A la memoria de Luis Rogelio Nogueras, hermano
Tuve la suerte de ser querido, más que odiado, por mis contemporáneos. Y aquí mismo, en cuanto lo afirmo, aparece la tentación de desviarme a disquisiciones sobre el amor y el desprecio, y más aún, sobre la suerte por momentos dudosa de hacer algo que llame la atención de quienes te rodean y concentre sus miradas sobre lo que haces, es decir, sobre ti mismo, suerte tan deseada y tan esquiva, a la que llaman éxito.
Tener éxito, es cierto que te cambia la vida. Te regala cosas que ni en tus delirios más frenéticos imaginaste. Porque realidades que no concebías para ti, que no formaban parte de tus expectativas ―mucho menos de tus planes―, se sientan a tu lado, te tutean y, a veces, incluso te piden que retoces con ellas. Los brazos se te ponen morados de pellizcos y no es raro que alguna vez ―o veces― te mires al espejo y te hagas muecas, o se las hagas a los listos, o a los que según lo vigente debieran ser los únicos afortunados, y digas: ¡Ja!, logré colarme por el ojo de una guitarra y ya no ven el sapo, sino al príncipe.
El éxito es un don de ilusionismo. Y espero que nadie piense que trato de hacer una frase, porque lo digo desde la más transparente certeza. Quizá debiera agregar que sin la suerte no hay deseo que valga. Y con esto versiono aquella afirmación que según Víctor solté velozmente ―acaso demasiado― y era de tanto escucharla a mis mayores: “donde hay hombres no hay fantasmas”. Valga entonces decir que donde hay suerte no hay anonimato.

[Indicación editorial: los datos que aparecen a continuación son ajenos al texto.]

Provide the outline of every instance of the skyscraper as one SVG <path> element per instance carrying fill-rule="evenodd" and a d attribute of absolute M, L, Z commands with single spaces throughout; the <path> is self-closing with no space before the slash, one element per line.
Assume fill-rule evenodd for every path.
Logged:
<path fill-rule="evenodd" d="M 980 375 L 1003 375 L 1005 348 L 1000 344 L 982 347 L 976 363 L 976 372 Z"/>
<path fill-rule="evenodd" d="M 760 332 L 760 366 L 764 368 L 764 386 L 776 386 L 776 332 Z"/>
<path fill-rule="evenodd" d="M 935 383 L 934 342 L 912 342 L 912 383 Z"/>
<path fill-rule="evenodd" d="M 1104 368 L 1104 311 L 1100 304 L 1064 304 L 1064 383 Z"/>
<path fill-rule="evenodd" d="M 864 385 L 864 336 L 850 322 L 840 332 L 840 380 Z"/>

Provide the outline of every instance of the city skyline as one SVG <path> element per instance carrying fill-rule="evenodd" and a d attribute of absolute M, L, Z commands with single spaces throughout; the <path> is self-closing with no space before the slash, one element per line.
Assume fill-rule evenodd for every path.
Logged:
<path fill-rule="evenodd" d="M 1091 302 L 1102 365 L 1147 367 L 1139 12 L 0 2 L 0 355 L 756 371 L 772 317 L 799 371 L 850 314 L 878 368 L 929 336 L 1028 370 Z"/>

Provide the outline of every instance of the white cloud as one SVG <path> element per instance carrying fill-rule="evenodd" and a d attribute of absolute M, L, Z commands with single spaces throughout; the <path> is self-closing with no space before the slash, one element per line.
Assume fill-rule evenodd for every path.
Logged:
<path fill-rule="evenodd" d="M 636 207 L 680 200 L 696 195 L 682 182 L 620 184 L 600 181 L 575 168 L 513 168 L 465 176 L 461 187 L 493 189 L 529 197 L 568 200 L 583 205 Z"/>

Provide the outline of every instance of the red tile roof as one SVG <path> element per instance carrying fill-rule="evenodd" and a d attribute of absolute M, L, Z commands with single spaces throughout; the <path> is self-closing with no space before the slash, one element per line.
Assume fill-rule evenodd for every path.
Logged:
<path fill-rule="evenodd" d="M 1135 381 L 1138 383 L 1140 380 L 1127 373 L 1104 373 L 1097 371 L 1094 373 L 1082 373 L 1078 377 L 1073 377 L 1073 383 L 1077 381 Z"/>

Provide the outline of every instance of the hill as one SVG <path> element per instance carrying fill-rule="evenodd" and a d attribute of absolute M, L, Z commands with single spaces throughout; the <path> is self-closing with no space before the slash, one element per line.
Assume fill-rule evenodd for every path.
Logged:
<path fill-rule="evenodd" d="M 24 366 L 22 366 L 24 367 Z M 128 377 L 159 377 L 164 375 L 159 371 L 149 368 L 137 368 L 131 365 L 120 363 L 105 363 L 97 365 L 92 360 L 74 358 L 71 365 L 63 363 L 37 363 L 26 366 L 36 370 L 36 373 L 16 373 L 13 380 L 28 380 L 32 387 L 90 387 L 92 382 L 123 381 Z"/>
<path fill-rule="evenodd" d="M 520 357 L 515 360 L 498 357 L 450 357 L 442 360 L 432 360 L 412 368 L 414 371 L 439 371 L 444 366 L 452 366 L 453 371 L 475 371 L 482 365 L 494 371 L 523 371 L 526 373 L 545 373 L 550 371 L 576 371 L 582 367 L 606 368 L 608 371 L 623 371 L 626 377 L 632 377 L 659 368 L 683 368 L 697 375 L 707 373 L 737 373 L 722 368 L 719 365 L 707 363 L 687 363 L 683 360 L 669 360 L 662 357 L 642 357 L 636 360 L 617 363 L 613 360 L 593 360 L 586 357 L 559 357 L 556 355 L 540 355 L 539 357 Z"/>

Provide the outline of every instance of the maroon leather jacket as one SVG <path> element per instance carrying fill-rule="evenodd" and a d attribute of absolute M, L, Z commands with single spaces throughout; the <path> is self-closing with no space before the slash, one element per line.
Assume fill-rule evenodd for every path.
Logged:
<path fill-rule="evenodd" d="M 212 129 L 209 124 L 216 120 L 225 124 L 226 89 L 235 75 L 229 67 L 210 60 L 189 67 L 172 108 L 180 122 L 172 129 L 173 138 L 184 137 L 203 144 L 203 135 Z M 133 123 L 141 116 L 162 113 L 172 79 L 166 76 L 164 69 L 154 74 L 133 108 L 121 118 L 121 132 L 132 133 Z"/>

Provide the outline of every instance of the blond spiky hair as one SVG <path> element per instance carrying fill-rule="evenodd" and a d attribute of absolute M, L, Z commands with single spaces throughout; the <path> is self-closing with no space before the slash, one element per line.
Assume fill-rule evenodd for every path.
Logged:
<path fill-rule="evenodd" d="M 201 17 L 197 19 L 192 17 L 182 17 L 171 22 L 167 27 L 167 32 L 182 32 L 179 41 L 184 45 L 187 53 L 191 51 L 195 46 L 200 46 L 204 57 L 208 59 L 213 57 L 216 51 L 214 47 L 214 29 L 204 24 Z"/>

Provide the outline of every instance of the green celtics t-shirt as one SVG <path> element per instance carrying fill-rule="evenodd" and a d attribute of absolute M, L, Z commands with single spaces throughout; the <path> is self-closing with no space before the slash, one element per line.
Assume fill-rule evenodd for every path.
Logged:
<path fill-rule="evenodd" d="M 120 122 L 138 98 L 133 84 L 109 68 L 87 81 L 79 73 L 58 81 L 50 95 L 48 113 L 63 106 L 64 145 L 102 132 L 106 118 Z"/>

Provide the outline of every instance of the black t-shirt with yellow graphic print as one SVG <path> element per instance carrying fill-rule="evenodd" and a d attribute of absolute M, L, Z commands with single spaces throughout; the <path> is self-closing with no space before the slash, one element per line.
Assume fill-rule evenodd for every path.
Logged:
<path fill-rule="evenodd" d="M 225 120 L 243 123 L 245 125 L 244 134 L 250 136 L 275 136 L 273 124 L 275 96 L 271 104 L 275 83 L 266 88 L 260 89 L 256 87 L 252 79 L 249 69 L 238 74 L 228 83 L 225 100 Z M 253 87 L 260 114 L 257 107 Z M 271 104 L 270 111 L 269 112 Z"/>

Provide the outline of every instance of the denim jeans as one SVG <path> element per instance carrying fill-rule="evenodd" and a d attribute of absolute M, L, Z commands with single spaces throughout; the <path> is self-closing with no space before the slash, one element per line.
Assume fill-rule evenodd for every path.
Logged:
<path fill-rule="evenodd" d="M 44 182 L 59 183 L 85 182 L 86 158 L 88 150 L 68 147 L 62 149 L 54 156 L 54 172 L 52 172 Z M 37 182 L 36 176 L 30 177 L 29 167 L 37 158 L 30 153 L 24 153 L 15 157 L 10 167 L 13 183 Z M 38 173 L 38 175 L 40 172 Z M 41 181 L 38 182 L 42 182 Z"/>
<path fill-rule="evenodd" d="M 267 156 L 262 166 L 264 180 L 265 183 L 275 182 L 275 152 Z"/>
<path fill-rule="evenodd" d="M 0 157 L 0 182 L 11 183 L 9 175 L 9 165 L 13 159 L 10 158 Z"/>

Por eso rectifico el comienzo de este epílogo:
Tuve la suerte de ser atendido, más que ignorado, por mis contemporáneos, a pesar de la cantidad de papeletas de olvido que le suele tocar a mi estirpe. Y tuve la suerte de nacer doce años antes de que un rabo de nube descendiera al país que me tocara, en otra insondable rueda de la fortuna. Tuve también la suerte de que no me tragaran las contradicciones que todas mis suertes anteriores me obsequiaron. Y la suerte, además, de que prevaleciera el compromiso con la vida sobre la autocompasión. La suerte de que cada golpe de soga fuera hilando un tejido resistente, pero no invencible, todo lo expuesto que lo humano precisa. Esa es la suerte madre de mis suertes: la de no haber extraviado, entre hados pasajeros, la memoria de ser afortunado, la dura y necesaria suerte del párpado abierto y el corazón en carne viva.
Doy gracias a todo y a todos por la humilde ilusión de estrella fugaz. Pero conste también que si la quiero es para compartirla, como hacía con su sustento el animalito perdido de aquella canción.
9 de octubre de 2006
Epílogo a la sexta edición de Silvio: que levante la mano la guitarra, Editorial Letras Cubanas, 2006.